Temporary Dairy Sensitivity

You may notice that milk, ice cream, or cheese seem to bother you during or right after a stomach virus, even if you normally tolerate dairy fine. This happens because the virus can temporarily damage the cells in your intestinal lining that produce lactase, the enzyme that breaks down the sugar in milk. Without enough lactase, undigested lactose sits in your gut and causes bloating, cramps, and more diarrhea.

This sensitivity usually resolves on its own within a few days to a couple of weeks as your gut heals. In the meantime, yogurt is often better tolerated than milk because the bacteria in it have already partially broken down the lactose. If dairy seems to be making things worse, skip it temporarily and reintroduce it gradually.

Probiotics May Shorten Recovery

There’s reasonable evidence that probiotics can help. A large Cochrane review found that probiotics reduced the average duration of diarrhea by about 30 hours and cut the risk of diarrhea lasting beyond three days by roughly a third. The most studied strains are Lactobacillus GG and a yeast called Saccharomyces boulardii, both widely available in supplement form and in some yogurts. Lactobacillus GG appeared particularly effective for rotavirus infections in children, reducing diarrhea duration by about 38 hours compared to no treatment.

Probiotics aren’t a cure, but if you’re looking for something proactive to do beyond just riding it out, they’re a reasonable option. You can find them in capsule form at most pharmacies, or get them through yogurt with live active cultures if you’re tolerating dairy.

Feeding Kids With a Stomach Virus

The approach for children is similar but with a few important differences. CDC guidelines emphasize that children should return to their usual age-appropriate diet as quickly as possible during gastroenteritis. This includes complex carbohydrates, meats, yogurt, fruits, and vegetables. The goal is to maintain caloric intake during the illness and then make up for any shortfall afterward.

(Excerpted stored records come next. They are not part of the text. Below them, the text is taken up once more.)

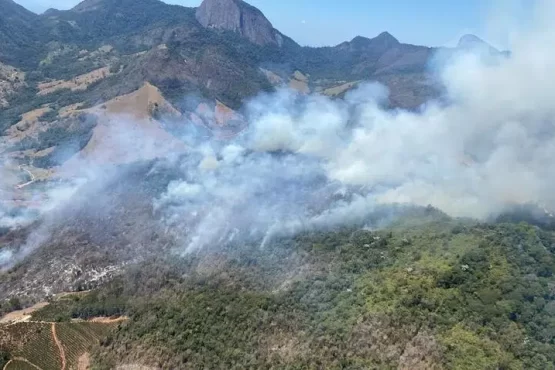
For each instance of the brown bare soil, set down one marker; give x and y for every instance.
(77, 83)
(22, 315)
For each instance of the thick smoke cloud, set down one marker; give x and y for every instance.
(309, 162)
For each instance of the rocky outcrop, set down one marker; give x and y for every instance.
(240, 17)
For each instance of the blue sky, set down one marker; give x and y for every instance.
(329, 22)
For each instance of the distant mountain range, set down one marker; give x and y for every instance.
(196, 64)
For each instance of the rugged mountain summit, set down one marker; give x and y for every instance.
(240, 17)
(21, 33)
(473, 42)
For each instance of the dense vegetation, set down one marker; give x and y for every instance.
(429, 292)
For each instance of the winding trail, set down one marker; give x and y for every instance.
(21, 359)
(21, 186)
(60, 346)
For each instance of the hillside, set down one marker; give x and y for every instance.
(189, 188)
(427, 293)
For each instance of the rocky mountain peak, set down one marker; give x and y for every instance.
(474, 42)
(240, 17)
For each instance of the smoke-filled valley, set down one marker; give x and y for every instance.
(302, 230)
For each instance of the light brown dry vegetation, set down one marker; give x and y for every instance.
(11, 79)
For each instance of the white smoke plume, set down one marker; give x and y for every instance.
(312, 162)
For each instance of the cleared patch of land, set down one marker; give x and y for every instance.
(80, 82)
(51, 345)
(22, 315)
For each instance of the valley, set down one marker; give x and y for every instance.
(190, 188)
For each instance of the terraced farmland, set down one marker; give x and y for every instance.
(45, 345)
(32, 341)
(77, 338)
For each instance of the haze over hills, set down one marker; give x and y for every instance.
(186, 188)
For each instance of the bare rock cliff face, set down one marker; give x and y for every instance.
(240, 17)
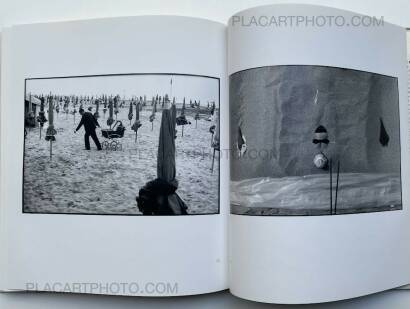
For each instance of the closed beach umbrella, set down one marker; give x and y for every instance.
(130, 114)
(50, 132)
(166, 168)
(137, 124)
(97, 109)
(110, 119)
(41, 118)
(152, 116)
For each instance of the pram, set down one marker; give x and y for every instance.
(115, 132)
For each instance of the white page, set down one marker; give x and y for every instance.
(307, 259)
(179, 255)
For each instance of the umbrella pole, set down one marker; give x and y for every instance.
(51, 150)
(337, 184)
(213, 161)
(330, 173)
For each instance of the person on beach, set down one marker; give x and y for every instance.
(90, 123)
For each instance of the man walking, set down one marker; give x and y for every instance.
(90, 124)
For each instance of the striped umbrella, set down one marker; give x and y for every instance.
(50, 132)
(110, 119)
(137, 124)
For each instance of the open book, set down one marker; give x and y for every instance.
(165, 155)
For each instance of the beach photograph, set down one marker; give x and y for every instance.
(128, 144)
(314, 140)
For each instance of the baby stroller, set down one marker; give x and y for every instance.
(115, 132)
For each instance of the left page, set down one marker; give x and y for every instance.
(111, 177)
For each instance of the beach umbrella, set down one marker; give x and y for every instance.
(74, 112)
(110, 119)
(50, 132)
(196, 117)
(215, 144)
(166, 168)
(97, 108)
(41, 118)
(162, 198)
(137, 124)
(115, 107)
(181, 119)
(152, 116)
(31, 119)
(130, 114)
(105, 106)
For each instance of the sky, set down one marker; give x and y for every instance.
(191, 87)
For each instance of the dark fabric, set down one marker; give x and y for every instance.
(94, 137)
(166, 168)
(89, 122)
(158, 197)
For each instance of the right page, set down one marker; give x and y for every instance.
(319, 162)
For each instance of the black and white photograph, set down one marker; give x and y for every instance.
(122, 144)
(314, 140)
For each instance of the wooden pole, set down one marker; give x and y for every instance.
(337, 184)
(213, 160)
(331, 185)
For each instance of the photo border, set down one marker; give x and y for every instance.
(400, 147)
(122, 214)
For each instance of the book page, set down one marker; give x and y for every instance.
(319, 139)
(111, 176)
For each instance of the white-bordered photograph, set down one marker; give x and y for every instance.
(314, 140)
(128, 144)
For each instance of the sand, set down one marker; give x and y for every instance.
(107, 182)
(310, 195)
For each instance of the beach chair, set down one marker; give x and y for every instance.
(112, 135)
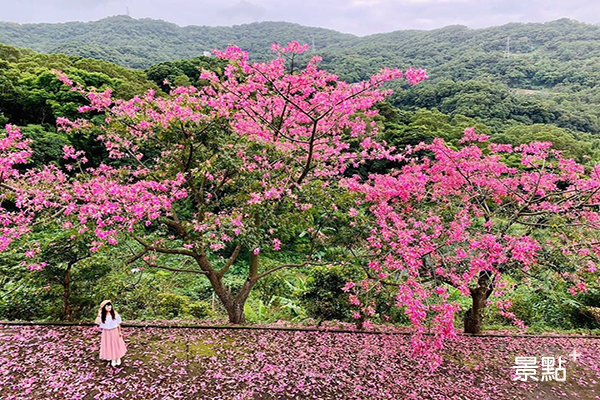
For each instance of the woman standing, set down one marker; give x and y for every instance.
(112, 346)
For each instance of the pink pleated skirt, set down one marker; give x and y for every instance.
(112, 346)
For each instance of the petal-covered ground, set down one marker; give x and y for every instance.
(183, 363)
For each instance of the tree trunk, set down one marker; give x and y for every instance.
(234, 305)
(474, 315)
(66, 311)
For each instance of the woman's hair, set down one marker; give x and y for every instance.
(104, 312)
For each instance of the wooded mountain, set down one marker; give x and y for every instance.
(550, 73)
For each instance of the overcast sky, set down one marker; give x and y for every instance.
(360, 17)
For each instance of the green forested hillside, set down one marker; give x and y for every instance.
(550, 75)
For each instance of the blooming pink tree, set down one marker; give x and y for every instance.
(465, 217)
(208, 174)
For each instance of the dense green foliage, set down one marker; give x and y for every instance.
(551, 74)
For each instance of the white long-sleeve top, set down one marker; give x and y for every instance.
(110, 322)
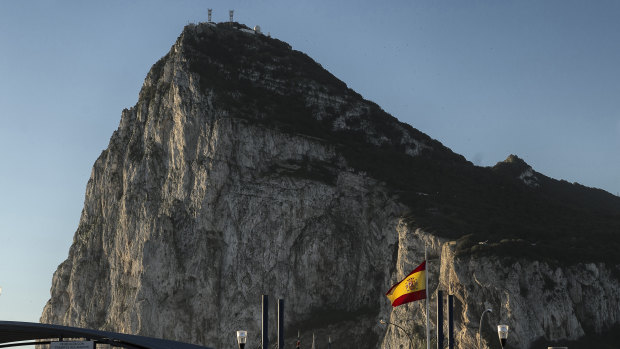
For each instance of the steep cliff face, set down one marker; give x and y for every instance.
(246, 169)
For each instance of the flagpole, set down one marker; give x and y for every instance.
(428, 333)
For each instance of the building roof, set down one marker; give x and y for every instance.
(12, 331)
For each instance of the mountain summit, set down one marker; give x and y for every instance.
(245, 168)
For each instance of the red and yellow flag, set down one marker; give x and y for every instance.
(409, 289)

Breastfed infants should continue nursing on demand throughout the illness. Formula-fed babies should continue their usual formula at full strength right after rehydration. There’s generally no need to switch to a lactose-free formula. For older children eating solid foods, the same principle applies: offer what they normally eat as soon as they show any interest.

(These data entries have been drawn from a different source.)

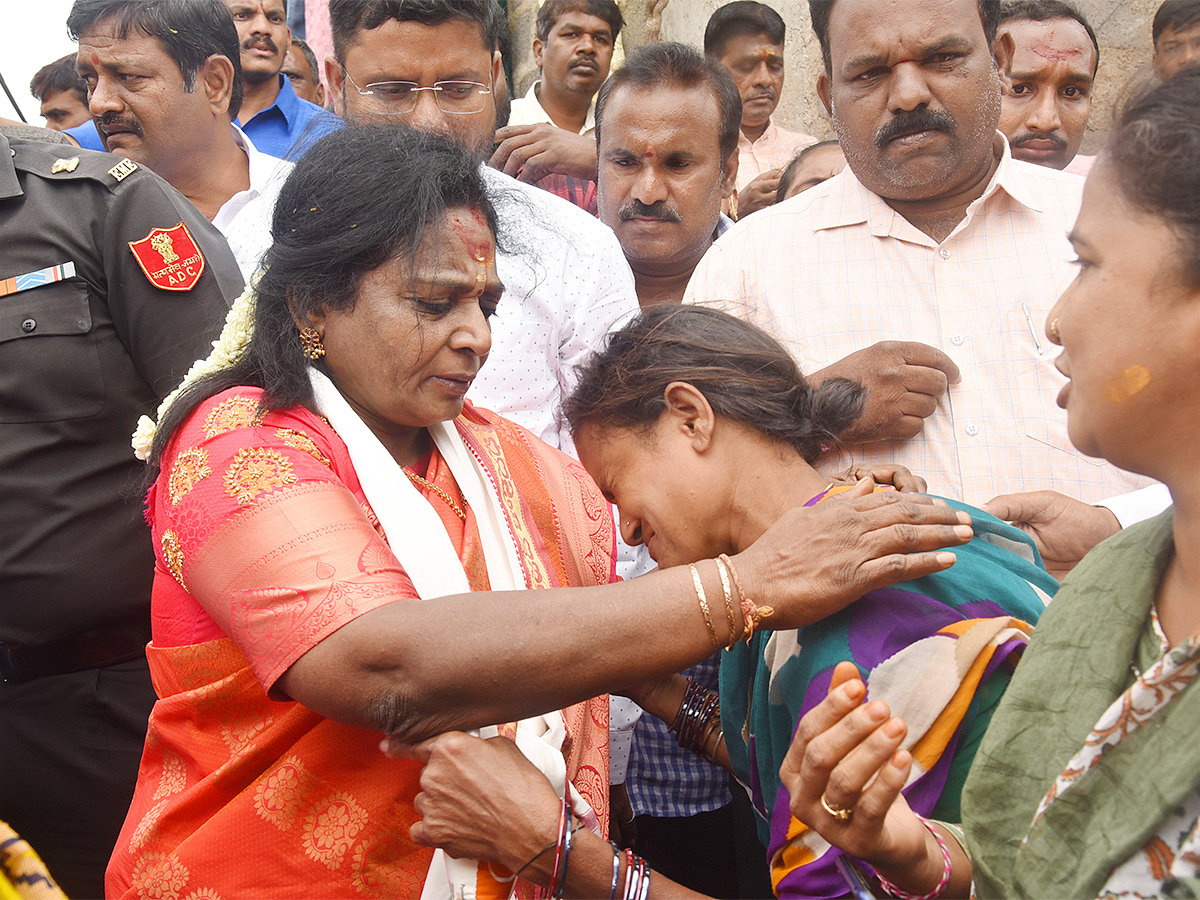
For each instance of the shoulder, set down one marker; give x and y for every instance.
(60, 162)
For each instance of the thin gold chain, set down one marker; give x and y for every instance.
(425, 483)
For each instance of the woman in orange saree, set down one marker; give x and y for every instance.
(347, 547)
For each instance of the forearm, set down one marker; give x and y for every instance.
(417, 669)
(591, 871)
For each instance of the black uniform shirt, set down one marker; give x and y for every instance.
(93, 334)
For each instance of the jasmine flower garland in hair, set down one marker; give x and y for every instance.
(227, 351)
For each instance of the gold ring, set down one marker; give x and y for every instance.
(841, 815)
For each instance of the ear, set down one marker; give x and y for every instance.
(690, 414)
(823, 87)
(313, 319)
(1003, 49)
(730, 179)
(215, 77)
(336, 84)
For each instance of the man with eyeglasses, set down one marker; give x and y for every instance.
(436, 65)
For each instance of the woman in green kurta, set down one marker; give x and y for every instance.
(1087, 783)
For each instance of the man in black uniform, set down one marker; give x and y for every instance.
(111, 286)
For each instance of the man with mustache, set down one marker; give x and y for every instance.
(748, 39)
(163, 84)
(547, 138)
(934, 243)
(280, 123)
(666, 132)
(1048, 94)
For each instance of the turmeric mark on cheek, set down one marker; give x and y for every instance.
(1126, 383)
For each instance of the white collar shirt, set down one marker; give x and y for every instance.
(528, 111)
(835, 270)
(245, 219)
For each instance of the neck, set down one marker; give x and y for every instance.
(215, 171)
(772, 480)
(940, 216)
(567, 111)
(1177, 604)
(257, 96)
(753, 132)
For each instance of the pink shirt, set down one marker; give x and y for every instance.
(835, 269)
(773, 150)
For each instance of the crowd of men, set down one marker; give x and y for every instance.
(917, 253)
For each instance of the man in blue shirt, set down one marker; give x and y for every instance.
(280, 123)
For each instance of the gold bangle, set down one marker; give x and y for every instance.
(730, 606)
(703, 604)
(750, 610)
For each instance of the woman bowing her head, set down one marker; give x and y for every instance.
(346, 547)
(1087, 783)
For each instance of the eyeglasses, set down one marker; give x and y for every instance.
(400, 97)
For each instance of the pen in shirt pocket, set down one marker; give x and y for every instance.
(1033, 330)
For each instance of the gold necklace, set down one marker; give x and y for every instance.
(425, 483)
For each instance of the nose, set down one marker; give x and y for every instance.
(102, 99)
(910, 90)
(1043, 114)
(473, 333)
(648, 184)
(426, 115)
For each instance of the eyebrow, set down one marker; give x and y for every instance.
(871, 60)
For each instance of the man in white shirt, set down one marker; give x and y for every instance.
(934, 241)
(567, 282)
(165, 88)
(748, 39)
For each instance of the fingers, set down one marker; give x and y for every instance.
(1030, 507)
(922, 354)
(875, 743)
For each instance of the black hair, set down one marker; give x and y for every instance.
(1155, 150)
(789, 174)
(358, 198)
(678, 65)
(553, 10)
(309, 57)
(189, 30)
(820, 10)
(347, 18)
(59, 76)
(1175, 15)
(745, 375)
(742, 17)
(1047, 10)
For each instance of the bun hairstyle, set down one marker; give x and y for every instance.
(745, 373)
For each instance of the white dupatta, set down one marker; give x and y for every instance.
(420, 543)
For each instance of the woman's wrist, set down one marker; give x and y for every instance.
(925, 874)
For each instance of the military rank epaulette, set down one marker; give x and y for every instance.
(123, 169)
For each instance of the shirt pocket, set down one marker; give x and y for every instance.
(1033, 379)
(49, 364)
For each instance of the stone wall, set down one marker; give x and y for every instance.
(1122, 28)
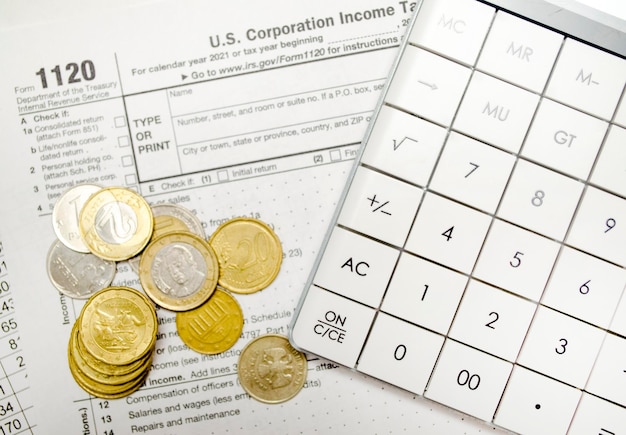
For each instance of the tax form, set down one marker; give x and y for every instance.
(229, 109)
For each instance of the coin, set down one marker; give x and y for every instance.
(179, 271)
(66, 213)
(214, 326)
(271, 370)
(116, 223)
(169, 218)
(249, 252)
(76, 274)
(103, 373)
(118, 325)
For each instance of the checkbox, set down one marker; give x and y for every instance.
(130, 179)
(119, 121)
(123, 141)
(222, 176)
(127, 160)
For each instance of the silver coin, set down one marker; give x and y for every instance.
(77, 274)
(66, 212)
(179, 212)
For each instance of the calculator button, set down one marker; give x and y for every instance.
(540, 200)
(561, 347)
(620, 115)
(519, 51)
(404, 145)
(597, 416)
(618, 325)
(599, 227)
(608, 379)
(516, 260)
(356, 267)
(610, 171)
(448, 233)
(472, 172)
(588, 79)
(492, 320)
(533, 403)
(428, 85)
(585, 287)
(424, 293)
(496, 112)
(454, 28)
(468, 380)
(332, 326)
(380, 206)
(564, 139)
(400, 353)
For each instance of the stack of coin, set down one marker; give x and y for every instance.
(112, 342)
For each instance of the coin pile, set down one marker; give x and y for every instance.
(112, 342)
(179, 269)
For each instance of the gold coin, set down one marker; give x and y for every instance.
(249, 253)
(271, 370)
(101, 372)
(116, 223)
(163, 224)
(118, 325)
(101, 390)
(214, 326)
(179, 271)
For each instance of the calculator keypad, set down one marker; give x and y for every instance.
(479, 256)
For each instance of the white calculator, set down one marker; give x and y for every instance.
(478, 256)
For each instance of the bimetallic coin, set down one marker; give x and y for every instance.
(170, 218)
(66, 213)
(214, 326)
(76, 274)
(118, 325)
(249, 252)
(271, 370)
(116, 223)
(179, 271)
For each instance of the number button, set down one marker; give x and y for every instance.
(585, 287)
(492, 320)
(472, 172)
(356, 267)
(400, 353)
(611, 167)
(468, 380)
(380, 206)
(608, 379)
(448, 233)
(332, 326)
(516, 260)
(597, 416)
(533, 403)
(424, 293)
(599, 227)
(496, 112)
(564, 139)
(561, 347)
(540, 200)
(404, 145)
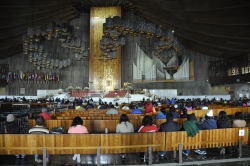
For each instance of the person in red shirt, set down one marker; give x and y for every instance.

One thing to watch carefully with kids is sugary liquids. Large amounts of soda, juice, and sweetened gelatin can worsen diarrhea in children. Small, frequent sips of an oral rehydration solution are far more effective at replacing lost fluids and electrolytes.

How to Spot Dehydration

The biggest risk from a stomach virus isn’t the virus itself. It’s the fluid loss from vomiting and diarrhea. In adults, warning signs of dehydration include extreme thirst, dark-colored urine, urinating much less than usual, dizziness, confusion, and skin that stays tented when you pinch it rather than flattening back immediately.

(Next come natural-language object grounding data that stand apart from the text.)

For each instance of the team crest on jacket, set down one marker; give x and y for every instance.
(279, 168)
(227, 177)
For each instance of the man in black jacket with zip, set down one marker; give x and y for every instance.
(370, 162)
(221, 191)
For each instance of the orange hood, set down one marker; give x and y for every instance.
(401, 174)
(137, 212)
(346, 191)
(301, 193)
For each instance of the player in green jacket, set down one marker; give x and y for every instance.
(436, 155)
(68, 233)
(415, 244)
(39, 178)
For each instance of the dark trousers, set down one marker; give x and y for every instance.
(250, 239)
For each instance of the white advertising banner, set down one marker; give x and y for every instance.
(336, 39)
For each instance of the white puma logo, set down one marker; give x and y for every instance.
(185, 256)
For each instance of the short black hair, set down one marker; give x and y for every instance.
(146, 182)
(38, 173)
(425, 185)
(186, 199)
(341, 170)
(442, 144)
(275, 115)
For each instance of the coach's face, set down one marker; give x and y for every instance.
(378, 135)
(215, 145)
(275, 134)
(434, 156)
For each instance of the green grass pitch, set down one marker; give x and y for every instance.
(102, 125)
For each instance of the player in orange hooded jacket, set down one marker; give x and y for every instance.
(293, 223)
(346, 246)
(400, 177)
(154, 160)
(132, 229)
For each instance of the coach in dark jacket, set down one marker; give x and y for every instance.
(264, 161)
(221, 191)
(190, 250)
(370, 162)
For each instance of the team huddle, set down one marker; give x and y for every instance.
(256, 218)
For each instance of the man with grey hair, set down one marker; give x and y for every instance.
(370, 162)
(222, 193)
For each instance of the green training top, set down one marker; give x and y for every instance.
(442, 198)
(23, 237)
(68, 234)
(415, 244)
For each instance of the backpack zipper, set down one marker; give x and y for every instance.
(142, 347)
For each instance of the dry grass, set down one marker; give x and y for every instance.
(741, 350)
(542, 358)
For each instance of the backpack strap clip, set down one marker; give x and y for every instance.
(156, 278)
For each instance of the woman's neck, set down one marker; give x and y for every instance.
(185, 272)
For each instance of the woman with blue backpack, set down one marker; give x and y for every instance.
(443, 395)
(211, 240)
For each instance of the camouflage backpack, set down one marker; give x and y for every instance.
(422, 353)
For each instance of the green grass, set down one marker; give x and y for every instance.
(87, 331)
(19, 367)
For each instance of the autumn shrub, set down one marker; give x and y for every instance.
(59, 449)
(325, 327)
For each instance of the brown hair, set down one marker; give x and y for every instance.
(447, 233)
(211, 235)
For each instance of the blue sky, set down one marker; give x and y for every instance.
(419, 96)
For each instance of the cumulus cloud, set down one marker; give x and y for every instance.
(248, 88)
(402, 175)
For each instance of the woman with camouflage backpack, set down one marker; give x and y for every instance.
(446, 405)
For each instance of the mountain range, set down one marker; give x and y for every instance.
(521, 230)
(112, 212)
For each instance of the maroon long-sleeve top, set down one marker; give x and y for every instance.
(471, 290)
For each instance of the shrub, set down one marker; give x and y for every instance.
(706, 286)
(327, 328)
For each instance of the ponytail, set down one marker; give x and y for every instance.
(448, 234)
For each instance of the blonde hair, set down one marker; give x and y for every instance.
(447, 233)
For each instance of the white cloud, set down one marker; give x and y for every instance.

In infants and young children, look for no wet diapers for three or more hours, a dry mouth, no tears when crying, sunken eyes or cheeks, rapid heart rate, or a sunken soft spot on the skull. These signs mean the child needs medical attention promptly.

For anyone, diarrhea lasting more than 24 hours, inability to keep any fluids down, bloody or black stool, or a fever above 102°F are reasons to call a healthcare provider rather than continuing to manage things at home.

A Practical Timeline

There’s no rigid schedule you need to follow, but here’s roughly how recovery eating tends to look. In the first several hours when nausea and vomiting are at their worst, focus entirely on small sips of fluid: water, broth, or an oral rehydration solution. Don’t force food.

Once the vomiting slows down and you feel even a flicker of appetite, usually within 12 to 24 hours, start with something simple like crackers, plain toast, or broth with noodles. If that stays down, add more substantial food: eggs, chicken, rice, a banana. Most people can return to their normal diet within two to three days, though some foods like dairy or spicy meals may need another week before they feel comfortable again. Let your gut be the guide. If something makes you feel worse, set it aside and try again tomorrow.